# Internet Explorer Vs. Mozilla Firefox



## Gigs (Jul 8, 2004)

this has probably been talked about here before, but i'm really wondering which one of these browsers is better now... i've always used IE, but with all the spyware and crap out there now, i'm thinking of switching to Firefox... the way i see it, there are advantages to both browsers:

_Firefox:
- safer from spyware, but at the expense of some functionality
- tabs
- popup blocker

IE:
- web pages are built with IE in mind, thus IE has more of a chance to display most webpages correctly
- activeX and vbscript is supported, making IE more functional but less safe_

what bothers me about Firefox, is the lack of functionality, and the fact that webpage designers still usually design sites with IE in mind... i don't want to switch one set of problems for a new set of problems... so i may just have to get a BUSLOAD of spyware prevention programs and continue using IE...

what does everyone else here think?... any opions or information you have is appreciated greatly... thanks in advance!


----------



## mike5532g (Jun 12, 2004)

I use Firefox probably 99% of the time. When I come across the occassional website that doesn't work too well with Firefox, I just use an extension I installed called "ieview". I just right click the webpage, select "view this page in IE" and Internet Explorer opens to that webpage.

I'm stuck using a very slow dialup connection and I've found that Firefox is much faster than IE.
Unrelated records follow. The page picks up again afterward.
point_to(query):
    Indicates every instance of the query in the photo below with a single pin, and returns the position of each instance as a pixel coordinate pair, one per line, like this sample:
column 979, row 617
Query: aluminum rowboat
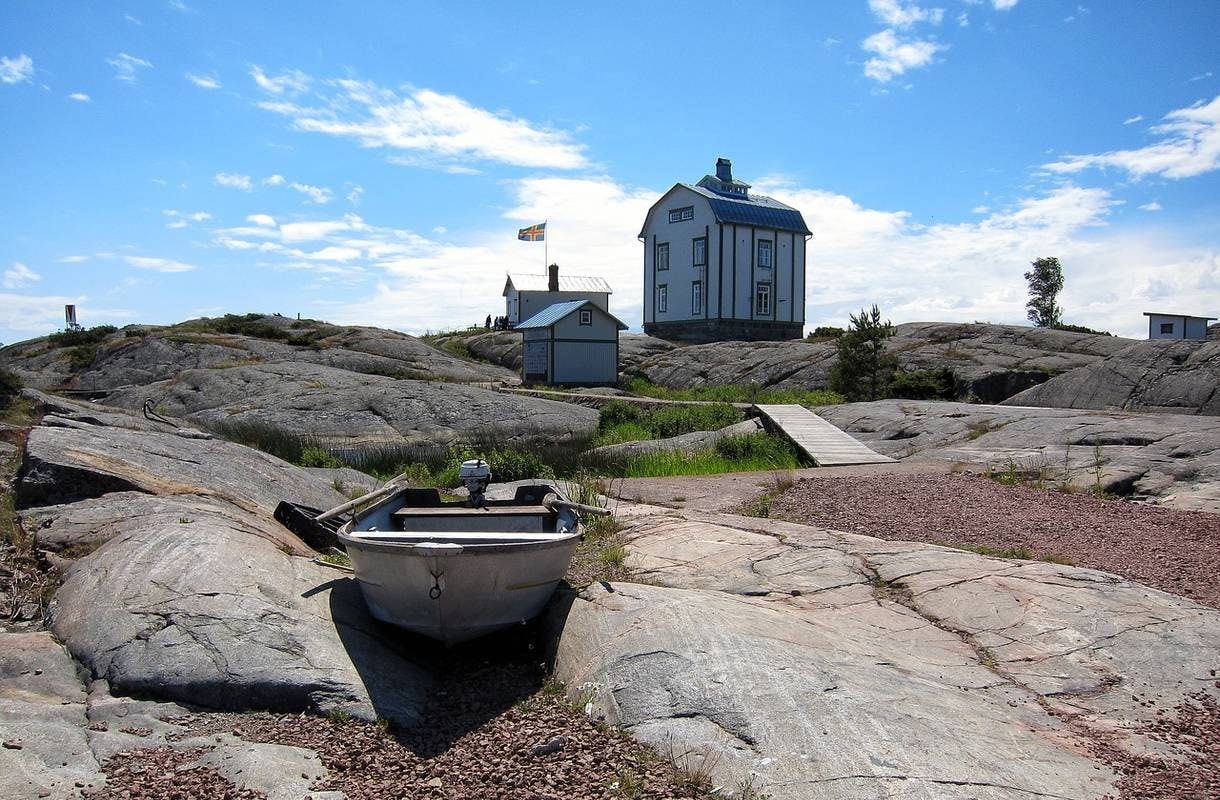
column 454, row 572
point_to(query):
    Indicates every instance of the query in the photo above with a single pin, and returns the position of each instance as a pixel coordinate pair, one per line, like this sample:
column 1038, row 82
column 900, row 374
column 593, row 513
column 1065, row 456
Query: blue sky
column 371, row 165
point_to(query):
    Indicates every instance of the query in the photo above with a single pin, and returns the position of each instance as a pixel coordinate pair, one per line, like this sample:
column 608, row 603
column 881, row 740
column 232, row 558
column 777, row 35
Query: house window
column 663, row 256
column 764, row 254
column 763, row 300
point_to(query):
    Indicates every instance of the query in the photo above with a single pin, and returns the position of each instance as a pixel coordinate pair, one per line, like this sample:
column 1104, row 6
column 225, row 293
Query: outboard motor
column 476, row 475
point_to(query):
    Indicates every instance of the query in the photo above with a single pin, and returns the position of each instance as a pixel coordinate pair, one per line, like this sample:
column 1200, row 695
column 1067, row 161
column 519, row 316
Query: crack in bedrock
column 987, row 660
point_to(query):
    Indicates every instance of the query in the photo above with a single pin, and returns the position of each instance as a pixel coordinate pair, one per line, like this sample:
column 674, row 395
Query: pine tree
column 1046, row 282
column 864, row 368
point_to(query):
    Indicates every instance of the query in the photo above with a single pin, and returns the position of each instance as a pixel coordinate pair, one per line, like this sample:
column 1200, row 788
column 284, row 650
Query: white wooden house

I highly recommend you give it a try. After using tabbed browsing for a while, you may never go back to IE.

If you want to check out available extensions, just click this link.


----------



## KeithKman (Dec 29, 2002)

I tried Fire Fox and didn't like it. I'm used to IE...been using it since the old Windows 95 days. If I gave myself more time, I would probably have liked Fire Fox. I haven't had any problems with IE yet.


----------



## qwerty155 (Jun 23, 2004)

I'm with Mike on this one.
The simple answer is both.
I think the single biggest reason to use something other than IE is the spyware and hijackers that plague it.
I dont subscribe to the theory that IE is inherently more insecure or suseptable to attack than firefox, just that those writing malware concentrate almost exclusively on microsoft products (for fairly obvious reasons).
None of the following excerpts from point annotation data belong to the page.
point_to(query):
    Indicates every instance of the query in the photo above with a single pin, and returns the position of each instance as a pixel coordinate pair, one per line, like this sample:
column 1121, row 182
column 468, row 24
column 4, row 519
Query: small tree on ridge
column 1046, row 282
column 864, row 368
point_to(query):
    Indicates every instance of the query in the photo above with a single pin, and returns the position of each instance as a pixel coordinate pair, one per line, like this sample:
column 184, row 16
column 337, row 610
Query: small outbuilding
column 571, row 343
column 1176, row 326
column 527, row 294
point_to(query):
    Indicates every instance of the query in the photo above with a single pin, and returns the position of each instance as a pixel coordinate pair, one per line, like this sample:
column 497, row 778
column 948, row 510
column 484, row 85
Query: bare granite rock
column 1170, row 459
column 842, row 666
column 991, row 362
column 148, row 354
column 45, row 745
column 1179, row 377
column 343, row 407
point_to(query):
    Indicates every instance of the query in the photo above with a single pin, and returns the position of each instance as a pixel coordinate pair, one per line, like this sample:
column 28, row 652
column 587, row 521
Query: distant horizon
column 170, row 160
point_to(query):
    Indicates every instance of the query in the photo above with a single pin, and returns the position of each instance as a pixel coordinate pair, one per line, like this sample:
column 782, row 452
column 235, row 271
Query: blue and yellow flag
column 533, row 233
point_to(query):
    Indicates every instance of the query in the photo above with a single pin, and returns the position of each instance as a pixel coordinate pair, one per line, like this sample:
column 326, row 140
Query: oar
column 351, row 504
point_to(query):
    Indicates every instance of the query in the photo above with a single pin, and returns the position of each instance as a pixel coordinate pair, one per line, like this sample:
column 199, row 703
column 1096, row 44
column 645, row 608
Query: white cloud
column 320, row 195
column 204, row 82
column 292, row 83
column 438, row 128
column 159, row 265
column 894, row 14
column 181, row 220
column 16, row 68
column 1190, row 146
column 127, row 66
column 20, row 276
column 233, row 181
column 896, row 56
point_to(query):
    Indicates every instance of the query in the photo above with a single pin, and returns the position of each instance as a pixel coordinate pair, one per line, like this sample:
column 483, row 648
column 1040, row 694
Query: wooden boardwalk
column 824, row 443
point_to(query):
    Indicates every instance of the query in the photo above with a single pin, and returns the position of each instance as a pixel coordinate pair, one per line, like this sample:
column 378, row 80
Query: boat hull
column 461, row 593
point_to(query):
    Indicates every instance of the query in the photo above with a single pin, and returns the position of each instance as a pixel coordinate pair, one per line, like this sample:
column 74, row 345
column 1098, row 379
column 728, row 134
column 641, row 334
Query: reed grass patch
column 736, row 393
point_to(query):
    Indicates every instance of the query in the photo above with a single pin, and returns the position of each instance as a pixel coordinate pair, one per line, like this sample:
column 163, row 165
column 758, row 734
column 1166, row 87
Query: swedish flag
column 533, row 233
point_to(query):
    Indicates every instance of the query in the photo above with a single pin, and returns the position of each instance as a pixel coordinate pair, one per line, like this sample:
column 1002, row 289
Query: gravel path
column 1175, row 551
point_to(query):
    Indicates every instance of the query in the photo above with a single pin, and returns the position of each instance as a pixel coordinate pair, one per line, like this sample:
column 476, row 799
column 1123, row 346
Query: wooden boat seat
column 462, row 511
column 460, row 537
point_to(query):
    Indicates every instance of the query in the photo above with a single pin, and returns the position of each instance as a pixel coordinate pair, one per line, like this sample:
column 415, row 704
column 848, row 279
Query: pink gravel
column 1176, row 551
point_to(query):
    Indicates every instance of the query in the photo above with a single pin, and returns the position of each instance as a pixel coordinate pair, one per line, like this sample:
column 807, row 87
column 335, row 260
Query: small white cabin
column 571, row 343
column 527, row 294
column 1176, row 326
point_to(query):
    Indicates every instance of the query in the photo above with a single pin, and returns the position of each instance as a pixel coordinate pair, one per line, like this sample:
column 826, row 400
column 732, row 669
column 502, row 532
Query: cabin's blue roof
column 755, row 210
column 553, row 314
Give firefox a go. Tabbed browsing and built-in pop up blocker: what more can you want!!
And unfortunately I do end up back with IE for the small minority of sites that wont work.


----------



## southernlady (May 6, 2004)

I use Firefox 99% as well...for the same reason. I do use IE for Windows Updates and for the handful of sites that require IE but that's it. I prefer Firefox and can't wait for version 10 to come out. Liz


----------



## GrumpyHermit (May 23, 2004)

You'll still have to have IE for Windows Update and a few other functions: for example, if you use the advanced editing on Yahoo Mail or Lycos Mail, that feature is not available using Firefox. I really don't think that you'll notice a problem on 99% of websites that you visit; I have yet to visit a website that _looked_ wrong because I used Firefox.

The features available on Firefox actually can add up to a lot _more_ than is offered with IE, because you can customize Firefox easily with _extensions._ Extensions are miniprograms that add features to the browser. I currently use two: one puts the date and time at the bottom of the browser, and the other allows me to make LiveJournal entries directly from the browser. You can also change the look of Firefox with custom themes. Tabbed browsing is something that IE doesn't do (yet), once you start using that function you'll wonder how you ever got along without it. Firefox comes with popup blocking, which IE doesn't do yet, either. Firefox will import all of your IE favorites automatically when you install it, so you don't have that hassle, either.

Really, there's no reason _not_ to install it!


----------



## saint chris (Nov 3, 2003)

I've had Firefox for two weeks now and find it faster, easy to customize, no pop ups and features like tabbed browsing are a real improvement on IE. Go for it!


----------



## JohnO28356 (Aug 28, 2002)

I used Firefox as my default browser for 5-6 months, but uninstalled it the other day. Just got tired of all the little glitches I kept running into. I'm going to wait until 1.0 comes out and try it again. It's a great browser- fast, tabs, etc. Hopefully they'll keep working on it.


----------



## Redman13 (Jul 7, 2004)

i use mozilla because IE is riddled with problems...firefox is nice and simple, and gets the job done 99.9% of the time...  


ps. LOHL.


----------



## KeithKman (Dec 29, 2002)

Looks like I'm the odd one out.


----------



## physician (Jul 13, 2004)

First of all, think about adding the google toolbar to your IE browser. It is really effective at blocking those popups. Its not spyware too like some of the toolbars.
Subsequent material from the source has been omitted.